If a more permanent solution is not reached by March 4, experts and stakeholders say the 25% tax would cause significant headwinds for the $140 billion dollar recreational vehicle industry.
“Companies will react differently and are at different levels of preparedness for these tariffs,” said Jason Rano, vice president of government affairs for the Recreational Vehicle Industry Association, which has an office in Elkhart. “If we see decreases in production or sales, that could have an impact [on employment] but again, it will really depend on the company.”
Indiana, and more specifically, Elkhart County, is home to companies that manufacture about 85% of RVs in the United States, and hold about 60% market share of global production. Popularly known as the “RV Capital of the world,” the proposed tariffs would easily reverse the gains the industry made in the last year, with RV shipments reported to have gone up 6%.
Hypothetically, if the tariffs are enforced, a report from the Peterson Institute for International Economics estimates the direct cost to a median U.S. household to be a tax increase of more than $1,200 a year.
Canada is the largest international consumer of U.S. manufactured RVs. Last year, U.S. RV manufacturers shipped more than 29,000 units to Canada, with an estimated retail value of $1.7 billion.
Before the pause on Feb. 4, Canada’s initial phase of retaliatory tariffs listed refrigerators, freezers and other refrigerating or freezing equipment used in recreational vehicles as subject to a 25% tariff.
“On the supply chain side, there are goods coming in from China and Mexico that go into the manufacturing of RVs,” Rano said. “Before the pause on Monday, Canada had released a list of products in phase two that were going to be subject to tariffs, and RVs were on that list, so we were highly concerned.”
Apart from Canada and Mexico, the U.S. government also imposed an additional 10% tariff on Chinese imports. RV makers have historically imported hydraulic and electric parts from China, making this additional tax a harbinger for increased prices for RV buyers in 2025.
“Importing is mostly from China and Mexico,” Rano said. “There has been work by a lot of suppliers to move out of China, and that work continues. But there are still things that are very difficult to get outside of China for various reasons.”

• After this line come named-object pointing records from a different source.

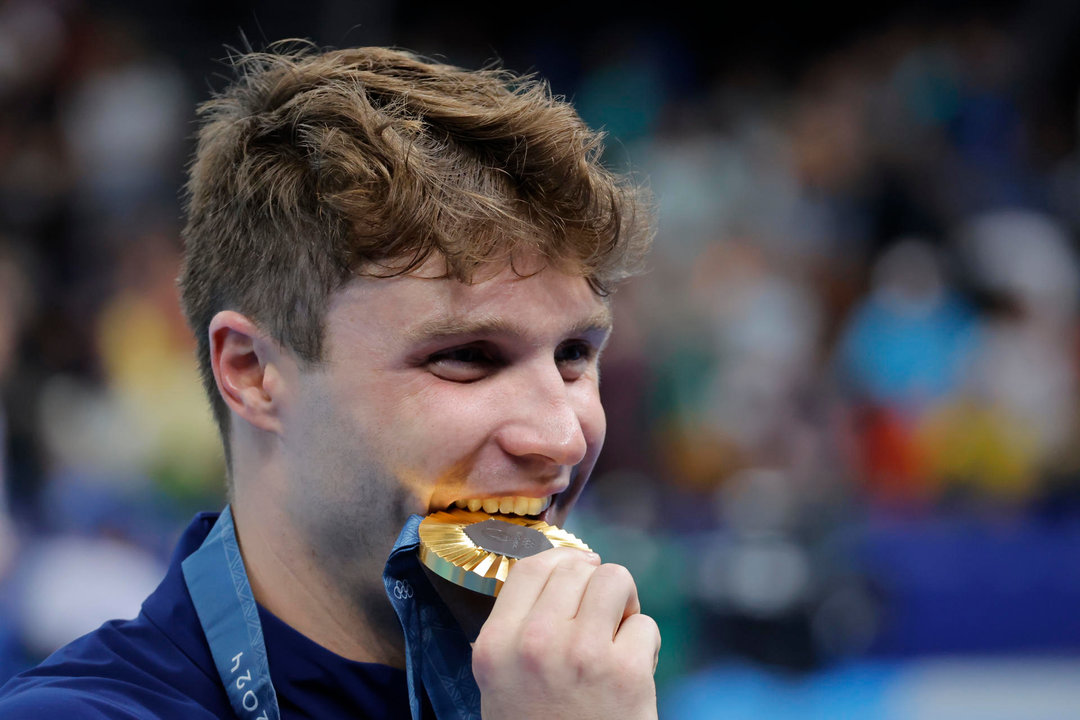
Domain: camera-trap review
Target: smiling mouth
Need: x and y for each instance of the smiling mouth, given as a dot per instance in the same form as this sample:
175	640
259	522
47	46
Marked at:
509	505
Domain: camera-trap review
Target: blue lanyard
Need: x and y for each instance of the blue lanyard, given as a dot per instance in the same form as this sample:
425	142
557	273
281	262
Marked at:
439	657
230	619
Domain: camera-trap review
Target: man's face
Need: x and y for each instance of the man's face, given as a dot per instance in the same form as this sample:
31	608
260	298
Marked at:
434	392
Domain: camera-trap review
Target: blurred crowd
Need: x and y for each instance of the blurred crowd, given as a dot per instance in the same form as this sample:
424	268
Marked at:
842	403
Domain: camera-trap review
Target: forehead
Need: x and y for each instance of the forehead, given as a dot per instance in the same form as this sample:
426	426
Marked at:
427	303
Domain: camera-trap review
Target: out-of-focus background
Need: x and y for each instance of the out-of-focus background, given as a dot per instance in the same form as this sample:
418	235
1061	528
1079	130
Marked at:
842	459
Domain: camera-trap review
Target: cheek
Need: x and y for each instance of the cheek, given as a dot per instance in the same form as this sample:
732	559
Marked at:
436	426
592	418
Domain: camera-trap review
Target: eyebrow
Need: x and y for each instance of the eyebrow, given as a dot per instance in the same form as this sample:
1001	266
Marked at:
455	326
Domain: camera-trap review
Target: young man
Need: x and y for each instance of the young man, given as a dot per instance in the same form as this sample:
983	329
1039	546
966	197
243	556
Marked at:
396	272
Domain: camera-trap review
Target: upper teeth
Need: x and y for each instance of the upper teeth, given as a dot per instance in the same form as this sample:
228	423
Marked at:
510	504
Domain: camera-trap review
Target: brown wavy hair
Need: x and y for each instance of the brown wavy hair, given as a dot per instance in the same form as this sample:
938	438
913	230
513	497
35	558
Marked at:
313	166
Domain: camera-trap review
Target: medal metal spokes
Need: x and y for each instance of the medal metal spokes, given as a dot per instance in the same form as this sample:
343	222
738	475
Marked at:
476	551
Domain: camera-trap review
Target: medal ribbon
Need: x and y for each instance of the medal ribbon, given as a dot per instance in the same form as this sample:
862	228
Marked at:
437	654
230	620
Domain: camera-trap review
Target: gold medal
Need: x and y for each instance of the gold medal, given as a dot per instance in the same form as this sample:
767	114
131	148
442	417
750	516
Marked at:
476	551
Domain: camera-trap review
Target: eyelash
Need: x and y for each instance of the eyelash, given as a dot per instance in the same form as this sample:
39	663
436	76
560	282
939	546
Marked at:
484	356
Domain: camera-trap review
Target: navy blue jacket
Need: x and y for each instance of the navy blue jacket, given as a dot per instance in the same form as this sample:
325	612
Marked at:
159	666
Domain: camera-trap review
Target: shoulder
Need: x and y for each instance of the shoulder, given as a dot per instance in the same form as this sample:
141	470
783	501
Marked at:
123	670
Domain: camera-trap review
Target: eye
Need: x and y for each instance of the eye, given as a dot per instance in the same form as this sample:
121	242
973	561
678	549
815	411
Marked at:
574	357
464	364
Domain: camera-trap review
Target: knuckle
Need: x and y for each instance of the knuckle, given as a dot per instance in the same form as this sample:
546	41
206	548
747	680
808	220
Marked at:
541	562
536	644
485	662
616	573
586	659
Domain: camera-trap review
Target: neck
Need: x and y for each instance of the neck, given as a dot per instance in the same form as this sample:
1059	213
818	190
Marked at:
288	579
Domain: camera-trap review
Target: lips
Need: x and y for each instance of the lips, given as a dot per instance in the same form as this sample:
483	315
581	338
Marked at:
508	505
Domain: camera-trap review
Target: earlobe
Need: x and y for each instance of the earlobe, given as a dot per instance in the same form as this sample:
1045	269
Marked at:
243	358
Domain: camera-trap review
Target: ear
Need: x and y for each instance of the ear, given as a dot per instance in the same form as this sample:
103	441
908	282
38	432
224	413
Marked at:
245	362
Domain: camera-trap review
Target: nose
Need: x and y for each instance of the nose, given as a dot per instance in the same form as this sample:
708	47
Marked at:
549	419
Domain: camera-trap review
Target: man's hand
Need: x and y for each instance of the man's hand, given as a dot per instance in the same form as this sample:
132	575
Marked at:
567	639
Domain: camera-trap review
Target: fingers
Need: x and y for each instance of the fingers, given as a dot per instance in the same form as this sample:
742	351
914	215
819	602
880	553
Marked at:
610	598
530	576
638	636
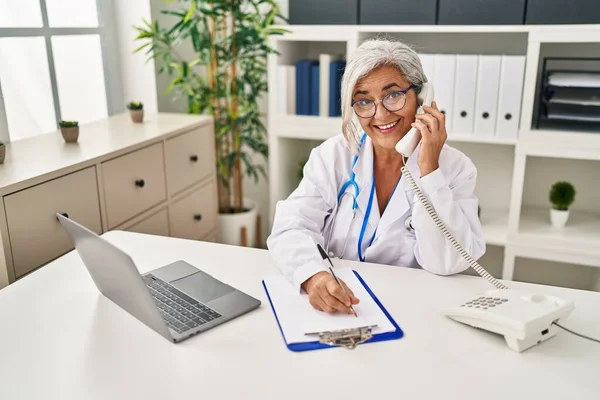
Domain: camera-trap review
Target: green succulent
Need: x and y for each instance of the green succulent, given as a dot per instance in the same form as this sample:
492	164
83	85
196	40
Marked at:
562	195
68	124
135	105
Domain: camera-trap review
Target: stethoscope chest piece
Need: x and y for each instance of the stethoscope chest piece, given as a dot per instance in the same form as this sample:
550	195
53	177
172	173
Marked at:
408	224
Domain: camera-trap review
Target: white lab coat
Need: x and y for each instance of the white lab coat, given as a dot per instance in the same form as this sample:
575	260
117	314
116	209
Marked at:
305	216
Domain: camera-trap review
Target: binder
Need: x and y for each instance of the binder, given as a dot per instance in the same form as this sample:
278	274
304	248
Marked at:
512	73
427	62
443	80
348	338
324	84
486	102
464	94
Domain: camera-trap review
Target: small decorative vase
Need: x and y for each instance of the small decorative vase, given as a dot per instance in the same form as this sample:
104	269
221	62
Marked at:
70	134
559	218
137	116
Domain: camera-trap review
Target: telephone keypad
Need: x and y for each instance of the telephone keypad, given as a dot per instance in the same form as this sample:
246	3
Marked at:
485	302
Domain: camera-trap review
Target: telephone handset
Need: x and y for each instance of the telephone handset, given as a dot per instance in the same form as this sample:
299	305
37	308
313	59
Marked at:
409	142
524	319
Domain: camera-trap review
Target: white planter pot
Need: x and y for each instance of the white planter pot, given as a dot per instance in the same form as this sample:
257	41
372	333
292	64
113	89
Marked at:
230	225
559	218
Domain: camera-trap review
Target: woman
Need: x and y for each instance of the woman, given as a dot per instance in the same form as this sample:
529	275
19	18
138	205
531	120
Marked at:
390	225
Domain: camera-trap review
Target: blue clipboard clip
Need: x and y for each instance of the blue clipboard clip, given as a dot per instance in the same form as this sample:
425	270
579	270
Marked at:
347	338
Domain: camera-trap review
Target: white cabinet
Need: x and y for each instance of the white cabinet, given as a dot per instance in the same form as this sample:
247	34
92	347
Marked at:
155	178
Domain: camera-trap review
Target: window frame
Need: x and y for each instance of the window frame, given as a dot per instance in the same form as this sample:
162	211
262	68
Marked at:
106	30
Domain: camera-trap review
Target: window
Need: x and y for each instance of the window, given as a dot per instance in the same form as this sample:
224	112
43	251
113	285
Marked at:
56	63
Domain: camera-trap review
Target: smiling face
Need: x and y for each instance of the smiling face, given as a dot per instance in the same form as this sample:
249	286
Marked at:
386	128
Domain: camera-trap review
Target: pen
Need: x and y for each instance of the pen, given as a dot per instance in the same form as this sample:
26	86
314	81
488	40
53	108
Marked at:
326	257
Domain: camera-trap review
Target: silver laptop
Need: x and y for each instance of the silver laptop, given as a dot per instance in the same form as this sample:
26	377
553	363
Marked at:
177	300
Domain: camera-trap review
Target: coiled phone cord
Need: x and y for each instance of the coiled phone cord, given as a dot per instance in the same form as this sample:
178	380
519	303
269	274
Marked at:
440	224
472	263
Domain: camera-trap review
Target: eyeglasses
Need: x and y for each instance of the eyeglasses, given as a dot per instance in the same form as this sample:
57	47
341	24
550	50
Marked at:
393	101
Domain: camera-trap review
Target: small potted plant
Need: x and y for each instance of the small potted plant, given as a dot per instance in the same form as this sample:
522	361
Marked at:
69	130
562	195
136	110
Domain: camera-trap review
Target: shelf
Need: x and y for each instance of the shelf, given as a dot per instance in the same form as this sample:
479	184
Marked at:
541	33
560	143
581	234
323	128
482	139
306	126
495	226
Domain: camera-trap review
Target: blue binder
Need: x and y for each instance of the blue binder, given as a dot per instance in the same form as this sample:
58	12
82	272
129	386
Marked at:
316	345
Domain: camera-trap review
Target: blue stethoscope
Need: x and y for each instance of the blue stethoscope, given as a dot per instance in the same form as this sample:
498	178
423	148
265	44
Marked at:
343	191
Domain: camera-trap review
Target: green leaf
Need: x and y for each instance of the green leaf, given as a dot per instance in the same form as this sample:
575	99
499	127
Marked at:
190	12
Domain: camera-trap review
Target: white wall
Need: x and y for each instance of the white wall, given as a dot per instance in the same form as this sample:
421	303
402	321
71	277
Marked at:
137	76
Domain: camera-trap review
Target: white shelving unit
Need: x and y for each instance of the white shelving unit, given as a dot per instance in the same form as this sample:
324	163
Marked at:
514	174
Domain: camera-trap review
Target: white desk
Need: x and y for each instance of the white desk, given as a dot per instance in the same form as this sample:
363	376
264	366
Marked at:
60	339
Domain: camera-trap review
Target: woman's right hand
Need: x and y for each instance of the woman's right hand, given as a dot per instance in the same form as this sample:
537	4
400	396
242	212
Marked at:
326	295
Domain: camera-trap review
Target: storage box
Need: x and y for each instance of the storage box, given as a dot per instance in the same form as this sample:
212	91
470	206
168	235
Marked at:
397	12
563	12
481	12
323	12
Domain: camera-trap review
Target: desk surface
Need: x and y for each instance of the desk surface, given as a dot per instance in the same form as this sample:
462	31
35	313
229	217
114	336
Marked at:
61	339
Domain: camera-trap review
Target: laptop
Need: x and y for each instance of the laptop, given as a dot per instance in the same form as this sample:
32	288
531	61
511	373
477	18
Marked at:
177	300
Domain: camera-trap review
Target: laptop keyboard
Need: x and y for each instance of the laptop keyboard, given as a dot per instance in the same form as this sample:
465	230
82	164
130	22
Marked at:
180	311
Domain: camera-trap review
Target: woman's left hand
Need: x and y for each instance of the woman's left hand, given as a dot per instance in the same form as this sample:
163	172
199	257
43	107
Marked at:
432	125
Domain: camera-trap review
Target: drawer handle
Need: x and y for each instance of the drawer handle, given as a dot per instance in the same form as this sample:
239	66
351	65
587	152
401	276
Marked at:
64	215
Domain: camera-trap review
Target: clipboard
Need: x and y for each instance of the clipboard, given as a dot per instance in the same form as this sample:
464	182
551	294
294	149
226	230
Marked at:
348	338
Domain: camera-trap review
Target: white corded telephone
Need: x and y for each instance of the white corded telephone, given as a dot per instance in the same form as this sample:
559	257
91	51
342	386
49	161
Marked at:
524	319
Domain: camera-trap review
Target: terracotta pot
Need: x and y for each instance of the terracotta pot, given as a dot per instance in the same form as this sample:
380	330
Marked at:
137	116
70	134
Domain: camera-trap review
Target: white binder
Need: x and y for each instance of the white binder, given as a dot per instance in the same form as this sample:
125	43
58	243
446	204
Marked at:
486	101
464	94
324	62
444	69
512	72
427	63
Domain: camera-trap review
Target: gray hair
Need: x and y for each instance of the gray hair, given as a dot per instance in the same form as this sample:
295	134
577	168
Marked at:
370	55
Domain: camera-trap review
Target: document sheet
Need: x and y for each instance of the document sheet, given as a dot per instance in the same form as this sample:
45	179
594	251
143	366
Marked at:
297	316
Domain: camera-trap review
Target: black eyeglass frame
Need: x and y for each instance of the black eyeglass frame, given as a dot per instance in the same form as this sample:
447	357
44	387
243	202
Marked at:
403	91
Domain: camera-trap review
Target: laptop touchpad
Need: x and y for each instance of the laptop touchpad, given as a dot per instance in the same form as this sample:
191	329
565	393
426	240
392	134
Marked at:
202	287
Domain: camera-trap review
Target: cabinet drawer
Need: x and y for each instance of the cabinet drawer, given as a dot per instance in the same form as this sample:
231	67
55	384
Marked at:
212	237
36	236
133	183
195	215
156	224
189	159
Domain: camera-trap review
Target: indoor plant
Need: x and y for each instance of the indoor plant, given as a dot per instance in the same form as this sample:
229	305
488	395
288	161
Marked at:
562	195
224	77
69	130
136	111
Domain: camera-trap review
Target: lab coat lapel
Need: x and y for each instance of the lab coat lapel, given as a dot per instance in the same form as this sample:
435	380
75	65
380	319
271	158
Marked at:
364	179
398	205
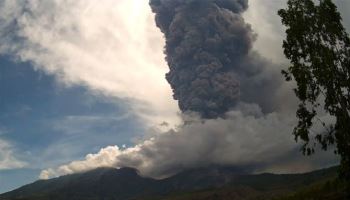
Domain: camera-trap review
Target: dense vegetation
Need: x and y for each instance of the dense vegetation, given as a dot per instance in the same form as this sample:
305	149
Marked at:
195	184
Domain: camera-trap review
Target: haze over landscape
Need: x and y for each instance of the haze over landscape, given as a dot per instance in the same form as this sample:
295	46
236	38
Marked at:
85	84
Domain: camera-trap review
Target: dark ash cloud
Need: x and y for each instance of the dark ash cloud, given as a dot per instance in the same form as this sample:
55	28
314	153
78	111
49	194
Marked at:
208	50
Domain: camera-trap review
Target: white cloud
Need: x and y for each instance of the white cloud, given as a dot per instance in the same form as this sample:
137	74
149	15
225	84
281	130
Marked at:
7	157
247	138
112	47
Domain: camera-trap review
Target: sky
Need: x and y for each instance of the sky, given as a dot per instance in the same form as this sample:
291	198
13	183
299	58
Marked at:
84	81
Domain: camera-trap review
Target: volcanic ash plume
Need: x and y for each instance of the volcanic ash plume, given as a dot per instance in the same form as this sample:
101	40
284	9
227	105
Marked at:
207	43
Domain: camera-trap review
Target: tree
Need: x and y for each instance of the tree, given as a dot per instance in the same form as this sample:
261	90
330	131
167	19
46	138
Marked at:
318	48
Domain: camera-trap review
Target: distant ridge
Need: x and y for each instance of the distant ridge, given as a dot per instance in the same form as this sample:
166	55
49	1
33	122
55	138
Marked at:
125	184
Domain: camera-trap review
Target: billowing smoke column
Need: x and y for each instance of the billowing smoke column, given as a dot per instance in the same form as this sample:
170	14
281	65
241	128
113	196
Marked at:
207	42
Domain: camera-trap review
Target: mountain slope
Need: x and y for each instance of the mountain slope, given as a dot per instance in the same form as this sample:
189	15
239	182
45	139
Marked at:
120	184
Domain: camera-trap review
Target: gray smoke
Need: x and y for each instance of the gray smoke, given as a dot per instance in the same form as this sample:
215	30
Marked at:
208	50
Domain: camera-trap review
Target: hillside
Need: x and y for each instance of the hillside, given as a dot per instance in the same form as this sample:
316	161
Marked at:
204	183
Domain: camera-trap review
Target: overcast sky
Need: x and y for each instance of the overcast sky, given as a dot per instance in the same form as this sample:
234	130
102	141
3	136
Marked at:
80	75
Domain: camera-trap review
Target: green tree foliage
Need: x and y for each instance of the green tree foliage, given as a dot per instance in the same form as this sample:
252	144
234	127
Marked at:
318	48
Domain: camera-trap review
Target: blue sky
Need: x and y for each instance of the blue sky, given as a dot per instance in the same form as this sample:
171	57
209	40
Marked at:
79	75
49	124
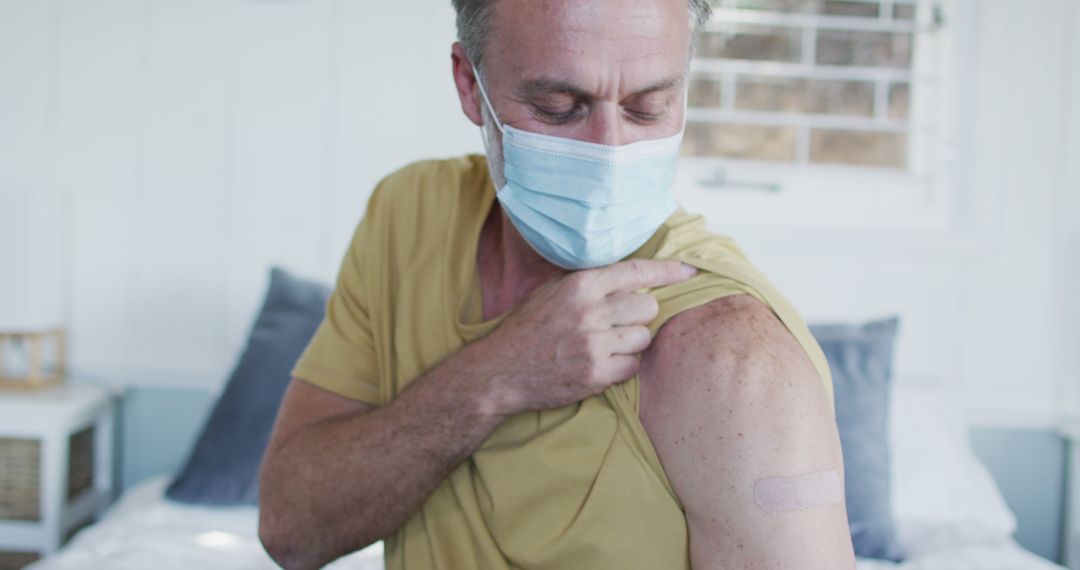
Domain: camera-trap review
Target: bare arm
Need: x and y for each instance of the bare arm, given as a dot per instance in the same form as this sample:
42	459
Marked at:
339	475
733	405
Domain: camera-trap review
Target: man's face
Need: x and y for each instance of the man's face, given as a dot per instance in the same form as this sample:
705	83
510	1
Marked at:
607	71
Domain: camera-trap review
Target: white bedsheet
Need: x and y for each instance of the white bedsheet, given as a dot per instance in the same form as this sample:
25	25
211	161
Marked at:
145	530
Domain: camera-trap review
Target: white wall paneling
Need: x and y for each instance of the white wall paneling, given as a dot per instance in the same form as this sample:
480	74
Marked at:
194	143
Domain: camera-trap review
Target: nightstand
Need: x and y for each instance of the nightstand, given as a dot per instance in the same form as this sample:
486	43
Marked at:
55	465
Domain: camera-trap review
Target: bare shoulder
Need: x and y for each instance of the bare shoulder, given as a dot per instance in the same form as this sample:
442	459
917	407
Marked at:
723	345
729	399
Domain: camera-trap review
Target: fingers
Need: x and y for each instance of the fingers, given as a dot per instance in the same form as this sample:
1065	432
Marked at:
635	274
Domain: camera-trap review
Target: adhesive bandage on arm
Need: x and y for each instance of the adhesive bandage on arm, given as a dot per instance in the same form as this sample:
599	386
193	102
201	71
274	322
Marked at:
781	494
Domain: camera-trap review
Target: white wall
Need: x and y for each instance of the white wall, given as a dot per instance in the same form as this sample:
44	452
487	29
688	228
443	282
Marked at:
197	141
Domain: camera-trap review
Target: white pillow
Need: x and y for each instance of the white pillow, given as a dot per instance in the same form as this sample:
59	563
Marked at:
943	496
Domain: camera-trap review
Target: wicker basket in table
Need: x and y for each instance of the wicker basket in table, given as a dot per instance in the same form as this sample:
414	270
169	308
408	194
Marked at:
21	482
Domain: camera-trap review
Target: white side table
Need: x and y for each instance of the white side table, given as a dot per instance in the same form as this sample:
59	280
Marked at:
55	418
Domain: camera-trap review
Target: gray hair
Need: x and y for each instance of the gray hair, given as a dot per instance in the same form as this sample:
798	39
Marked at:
474	19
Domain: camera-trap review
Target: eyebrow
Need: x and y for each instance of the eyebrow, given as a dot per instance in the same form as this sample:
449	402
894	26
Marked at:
536	87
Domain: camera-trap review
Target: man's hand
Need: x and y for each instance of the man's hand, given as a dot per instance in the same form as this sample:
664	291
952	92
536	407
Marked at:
575	336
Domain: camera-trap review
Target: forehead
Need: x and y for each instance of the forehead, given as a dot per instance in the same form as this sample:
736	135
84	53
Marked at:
603	45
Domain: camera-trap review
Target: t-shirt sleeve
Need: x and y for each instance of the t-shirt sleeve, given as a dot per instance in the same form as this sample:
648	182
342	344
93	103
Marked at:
341	355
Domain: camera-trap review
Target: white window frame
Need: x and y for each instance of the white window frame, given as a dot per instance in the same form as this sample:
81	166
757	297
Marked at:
754	193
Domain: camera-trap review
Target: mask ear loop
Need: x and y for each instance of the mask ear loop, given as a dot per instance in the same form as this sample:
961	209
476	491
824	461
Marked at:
487	102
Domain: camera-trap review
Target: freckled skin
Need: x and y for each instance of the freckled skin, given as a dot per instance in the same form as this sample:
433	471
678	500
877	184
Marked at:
730	368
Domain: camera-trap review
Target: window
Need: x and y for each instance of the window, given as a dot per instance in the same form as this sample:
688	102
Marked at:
824	102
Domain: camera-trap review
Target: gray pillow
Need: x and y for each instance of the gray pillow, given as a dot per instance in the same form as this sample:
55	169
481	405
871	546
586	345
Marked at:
860	357
224	465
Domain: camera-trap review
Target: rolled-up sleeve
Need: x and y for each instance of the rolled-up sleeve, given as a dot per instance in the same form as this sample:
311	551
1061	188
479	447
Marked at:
341	355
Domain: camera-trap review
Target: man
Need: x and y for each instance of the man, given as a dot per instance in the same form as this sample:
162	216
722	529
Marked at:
520	368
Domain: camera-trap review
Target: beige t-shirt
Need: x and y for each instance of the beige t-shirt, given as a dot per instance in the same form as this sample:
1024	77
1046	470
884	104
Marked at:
574	487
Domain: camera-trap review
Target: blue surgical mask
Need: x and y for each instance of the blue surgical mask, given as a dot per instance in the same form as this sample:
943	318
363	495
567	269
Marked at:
581	204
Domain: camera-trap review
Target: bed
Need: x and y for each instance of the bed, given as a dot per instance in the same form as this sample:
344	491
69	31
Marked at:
949	514
912	477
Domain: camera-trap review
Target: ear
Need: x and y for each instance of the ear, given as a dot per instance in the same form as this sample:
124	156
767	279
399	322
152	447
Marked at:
464	80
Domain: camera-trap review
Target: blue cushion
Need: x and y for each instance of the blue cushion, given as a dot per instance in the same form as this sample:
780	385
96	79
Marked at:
224	465
860	357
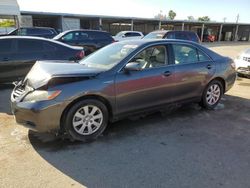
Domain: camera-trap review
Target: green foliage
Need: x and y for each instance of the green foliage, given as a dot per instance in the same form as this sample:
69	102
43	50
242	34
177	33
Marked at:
190	18
204	19
7	23
171	14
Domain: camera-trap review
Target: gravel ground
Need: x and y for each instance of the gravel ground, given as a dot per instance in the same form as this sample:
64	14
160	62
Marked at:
187	147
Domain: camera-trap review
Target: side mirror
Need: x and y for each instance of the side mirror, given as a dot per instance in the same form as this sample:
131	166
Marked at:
133	66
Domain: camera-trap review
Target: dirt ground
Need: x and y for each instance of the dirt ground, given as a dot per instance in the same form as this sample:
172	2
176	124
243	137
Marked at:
188	147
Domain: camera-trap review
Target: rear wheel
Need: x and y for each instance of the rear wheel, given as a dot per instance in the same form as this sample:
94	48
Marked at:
212	94
86	120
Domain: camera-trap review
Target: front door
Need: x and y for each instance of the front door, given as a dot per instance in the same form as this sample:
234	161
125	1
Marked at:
193	70
149	86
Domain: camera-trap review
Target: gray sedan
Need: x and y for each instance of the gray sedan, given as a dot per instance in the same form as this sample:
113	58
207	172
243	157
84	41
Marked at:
119	80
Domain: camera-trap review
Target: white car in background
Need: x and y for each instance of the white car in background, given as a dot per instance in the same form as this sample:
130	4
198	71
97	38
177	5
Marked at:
128	35
242	63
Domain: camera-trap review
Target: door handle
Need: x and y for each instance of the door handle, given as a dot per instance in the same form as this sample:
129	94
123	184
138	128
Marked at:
167	73
6	59
209	66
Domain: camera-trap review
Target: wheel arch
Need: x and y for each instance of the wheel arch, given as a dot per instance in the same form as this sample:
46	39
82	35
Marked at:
94	97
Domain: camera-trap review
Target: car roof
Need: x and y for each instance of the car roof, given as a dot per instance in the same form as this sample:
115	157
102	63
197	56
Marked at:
154	41
39	38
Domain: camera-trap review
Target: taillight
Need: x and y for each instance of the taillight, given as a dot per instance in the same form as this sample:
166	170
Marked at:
80	55
233	64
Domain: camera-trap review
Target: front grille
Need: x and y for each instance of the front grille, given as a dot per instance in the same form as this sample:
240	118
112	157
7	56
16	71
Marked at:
246	59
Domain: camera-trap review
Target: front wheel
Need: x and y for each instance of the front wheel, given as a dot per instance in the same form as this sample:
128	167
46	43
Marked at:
86	120
212	95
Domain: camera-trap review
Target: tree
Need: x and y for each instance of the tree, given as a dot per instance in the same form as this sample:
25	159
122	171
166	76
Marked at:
171	14
7	23
161	16
204	19
190	18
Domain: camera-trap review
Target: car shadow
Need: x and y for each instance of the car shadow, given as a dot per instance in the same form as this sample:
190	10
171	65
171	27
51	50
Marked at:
160	150
5	92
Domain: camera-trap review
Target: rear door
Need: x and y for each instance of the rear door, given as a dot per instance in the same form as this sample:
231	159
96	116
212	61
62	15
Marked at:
193	70
7	60
100	39
148	87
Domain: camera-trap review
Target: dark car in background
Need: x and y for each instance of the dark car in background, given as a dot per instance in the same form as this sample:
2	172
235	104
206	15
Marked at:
18	54
91	40
165	34
119	80
45	32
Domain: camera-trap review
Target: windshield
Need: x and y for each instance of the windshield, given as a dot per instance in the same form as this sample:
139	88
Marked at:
247	51
154	35
120	34
59	35
109	56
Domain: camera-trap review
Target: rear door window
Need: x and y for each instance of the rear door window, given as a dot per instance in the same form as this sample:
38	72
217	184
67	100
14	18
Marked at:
49	46
185	54
99	35
152	57
181	35
132	34
5	46
29	45
193	37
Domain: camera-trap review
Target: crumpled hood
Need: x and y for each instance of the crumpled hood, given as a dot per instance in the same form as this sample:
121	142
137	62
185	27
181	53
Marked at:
43	71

Informed by Trump’s 2019 tariffs on some Chinese imports, Lippert Components Inc. in Elkhart, suppliers of engineered components to RV makers, started working with other trade partners to nearshore and onshore manufacturing of their vast product line of components used in RV production. On its third-quarter 2024 earnings call, CEO Jason Lippert noted that the company had been systematically de-risking out of China since 2020, and is now less reliant on the tariff-prone nation.
“There are various considerations when you’re talking about onshoring, including cost and, importantly, capacity,” Rano explained. “It takes time and investment to build up the manufacturing infrastructure that is needed to replace manufacturing infrastructure from offshore. It’s not just flipping a switch.”
Rano talks about the move by some RV makers to onshore manufacturing processes.
Lippert Components, along with Elkhart-based Thor Industries Inc., did not respond to requests for comment from Inside INdiana Business.
Last September, the RVIA released its 2025 guidance, projecting a median range of 346,100 RV shipments in 2025. Rano said the current forecast is still in effect and expects the next forecast to be released in early March.
Adding that the closure of the de mininis loophole on Chinese imports valued under $800 was one of the positive outcomes from the imposed tariffs, Rano said that his organization was pursuing more permanent legislative action that would ensure the rule was gone for good.
While the tariffs could impact companies’ bottom lines, employment and supply chains at varying levels, Rano said the RVIA was working to cushion the blow to its members.
“We’re talking with the administration, we’re talking with congressional champions and we’re working closely with our partners in Canada,” Rano said. “Both the manufacturer representatives as well as the dealer representatives, so that we’re carrying the message forward on both sides of the border.”